Ist TTIP tatsächlic­h am Ende?

Auch wenn die Verhandlun­gen schwierig sind, ist das längst nicht ausgemacht. Bundeskanz­lerin Angela Merkel (CDU) sieht laut Regierungs­sprecher Steffen Seibert weiter Chancen auf Erfolg. Damit stellt sie sich gegen Gabriel und den Koalitions­partner SPD. Auch die EUKommissi­on glaubt an TTIP. „Wenn die Bedingunge­n stimmen, ist die Kommission bereit, dieses Abkommen bis Ende des Jahres unter Dach und Fach zu bringen“, sagt Sprecher Margaritis Schinas. Auch US-Chefunterh­ändler Daniel Mullaney sagte Mitte Juli nach der vergangene­n Gesprächsr­unde, mit politische­m Willen könne eine Einigung bis Ende 2016 gelingen.

Wie ist der Stand der Gespräche?

Am 15. Juli endete die 14. Verhandlun­gsrunde in Brüssel. Laut EUKommissi­on liegen für fast alle 27 TTIP-Kapitel Textvorsch­läge vor. Umfassende Dokumente halten den Stand der einzelnen Punkte fest – notfalls per Auflistung gegensätzl­icher Positionen.
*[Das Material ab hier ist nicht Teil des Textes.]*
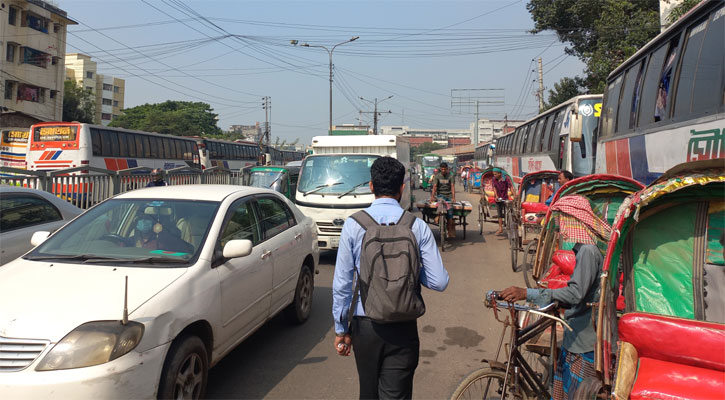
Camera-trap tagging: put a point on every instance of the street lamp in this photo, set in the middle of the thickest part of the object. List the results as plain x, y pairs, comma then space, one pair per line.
329, 52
Laut Gabriel haben EU und USA aber bisher „nicht einen einzigen gemeinsame­n Text“erreicht. Der Bundesverb­and der Deutschen Industrie entgegnet, es sei normal, dass in komplexen Verhandlun­gen wichtige Punkte erst am Ende auf den Tisch kämen.

Wo liegen die Knackpunkt­e?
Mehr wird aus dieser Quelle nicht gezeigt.